Case ID: f-appx_185/html/0271-02.html
Source: Caselaw Access Project
Author: {"author": "PER CURIAM:", "license": "Public Domain", "url": "https://static.case.law/"}
Date Created: 2024-08-24T03:29:51.129683

UNITED STATES of America, Plaintiff—Appellee, v. Kamal MABREY, Defendant—Appellant.
    No. 05-5153.
    United States Court of Appeals, Fourth Circuit.
    Submitted: April 26, 2006.
    Decided: June 16, 2006.
    
      James Wyda, Federal Public Defender, John H. Chun, Assistant Federal Public Defender, Baltimore, Maryland; Sherri Keene, Staff Attorney, Office of the Federal Public Defender, Greenbelt, Maryland, for Appellant. Rod J. Rosenstein, United States Attorney, John F. Purcell, Assistant United States Attorney, Baltimore, Maryland, for Appellee.
    Before MICHAEL, KING, and GREGORY, Circuit Judges.
    Affirmed by unpublished PER CURIAM opinion.
    Unpublished opinions are not binding precedent in this circuit. See Local Rule 36(c).
   PER CURIAM:

Kamal Mabrey pled guilty to being a felon in possession of a firearm, in violation of 18 U.S.C. § 922(g)(1) (2000). The district court sentenced him as an armed career criminal under 18 U.S.C.A. § 924(e) (West 2000 & Supp.2005), to 188 months of imprisonment, the bottom of the then-mandatory sentencing guidelines range. We affirmed Mabrey’s conviction, vacated his sentence, and remanded for resentencing in light of United States v. Booker, 543 U.S. 220, 125 S.Ct. 738, 160 L.Ed.2d 621 (2005). See United States v. Mabrey, 150 Fed.Appx. 274 (4th Cir.2005) (No. 04-5077) (“Mabrey I”).

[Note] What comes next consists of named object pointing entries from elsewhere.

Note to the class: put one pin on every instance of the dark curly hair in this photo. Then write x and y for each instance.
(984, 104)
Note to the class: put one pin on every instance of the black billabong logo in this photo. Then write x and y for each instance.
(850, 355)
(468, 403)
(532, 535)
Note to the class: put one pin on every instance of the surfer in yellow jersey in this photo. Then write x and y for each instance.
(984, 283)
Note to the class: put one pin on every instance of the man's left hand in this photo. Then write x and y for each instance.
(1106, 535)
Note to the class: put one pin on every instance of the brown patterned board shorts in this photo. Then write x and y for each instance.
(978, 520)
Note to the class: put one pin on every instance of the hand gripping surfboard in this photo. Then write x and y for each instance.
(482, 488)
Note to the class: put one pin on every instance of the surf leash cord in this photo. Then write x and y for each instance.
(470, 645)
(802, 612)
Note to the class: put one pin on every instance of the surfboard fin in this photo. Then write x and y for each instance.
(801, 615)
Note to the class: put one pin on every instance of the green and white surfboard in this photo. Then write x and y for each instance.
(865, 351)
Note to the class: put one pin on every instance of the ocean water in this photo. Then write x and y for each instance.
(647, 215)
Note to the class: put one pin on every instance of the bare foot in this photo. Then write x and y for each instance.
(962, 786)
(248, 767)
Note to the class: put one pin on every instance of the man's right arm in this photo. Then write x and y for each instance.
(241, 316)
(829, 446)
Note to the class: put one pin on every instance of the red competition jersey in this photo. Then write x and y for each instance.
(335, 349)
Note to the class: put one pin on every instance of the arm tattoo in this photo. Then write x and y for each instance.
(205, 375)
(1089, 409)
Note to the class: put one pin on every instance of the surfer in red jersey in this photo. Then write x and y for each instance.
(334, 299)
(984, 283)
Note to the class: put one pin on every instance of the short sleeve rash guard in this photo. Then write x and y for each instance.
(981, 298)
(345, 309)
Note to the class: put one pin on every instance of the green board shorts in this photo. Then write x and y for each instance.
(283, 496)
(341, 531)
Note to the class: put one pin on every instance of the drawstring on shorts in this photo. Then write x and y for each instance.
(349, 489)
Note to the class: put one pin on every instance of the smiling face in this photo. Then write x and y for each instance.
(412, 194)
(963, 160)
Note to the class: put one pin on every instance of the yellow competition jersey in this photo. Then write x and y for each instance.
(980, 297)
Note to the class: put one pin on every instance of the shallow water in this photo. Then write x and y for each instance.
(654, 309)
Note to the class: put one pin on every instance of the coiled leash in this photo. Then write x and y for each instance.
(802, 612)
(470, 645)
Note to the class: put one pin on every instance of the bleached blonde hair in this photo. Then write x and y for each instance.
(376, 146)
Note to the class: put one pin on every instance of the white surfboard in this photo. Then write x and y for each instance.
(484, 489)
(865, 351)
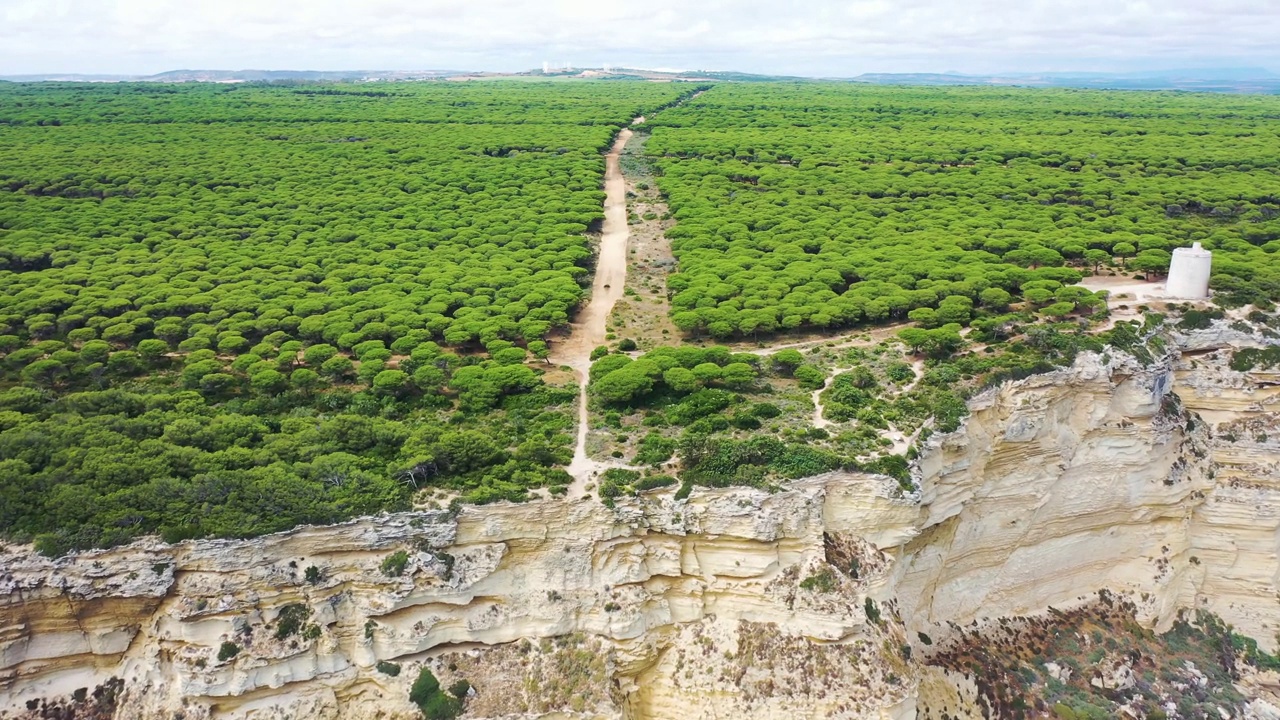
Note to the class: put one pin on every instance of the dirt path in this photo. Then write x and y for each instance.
(588, 331)
(644, 313)
(818, 420)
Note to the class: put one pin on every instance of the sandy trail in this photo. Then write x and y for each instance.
(588, 331)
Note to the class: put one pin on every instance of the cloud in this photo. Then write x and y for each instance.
(786, 36)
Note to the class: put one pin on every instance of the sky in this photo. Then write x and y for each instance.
(810, 37)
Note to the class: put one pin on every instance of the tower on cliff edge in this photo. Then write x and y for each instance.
(1188, 273)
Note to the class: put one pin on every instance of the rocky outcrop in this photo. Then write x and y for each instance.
(1157, 483)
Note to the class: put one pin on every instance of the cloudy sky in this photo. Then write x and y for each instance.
(823, 37)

On remand, the district court resentenced Mabrey to a 180-month prison term, the statutory mandatory minimum sentence. Mabrey appeals the sentence imposed on remand, asserting that the district court erred in concluding that his second-degree burglary conviction under Maryland law qualified as a violent felony for purposes of sentencing him as an armed career criminal and that his Sixth Amendment rights were violated because the predicate offenses were neither submitted to a jury nor admitted by him. Mabrey acknowledges, however, that he is precluded from raising these issues in this appeal because he litigated them in Mabrey I.

In Mabrey I, we rejected the claims Mabrey now seeks to raise in this appeal. Thus, we find that Mabrey’s claims are barred by the law-of-the-case doctrine and that none of the exceptions applies. See United States v. Aramony, 166 F.3d 655, 661 (4th Cir.1999) (discussing doctrine and exceptions thereto); see also S. Atl. Ltd. P’ship of Tenn. v. Riese, 356 F.3d 576, 583 (4th Cir.2004) (discussing mandate rule). Accordingly, we affirm Mabrey’s sentence.

We dispense with oral argument because the facts and legal contentions are adequately presented in the materials before the court and argument would not aid the decisional process.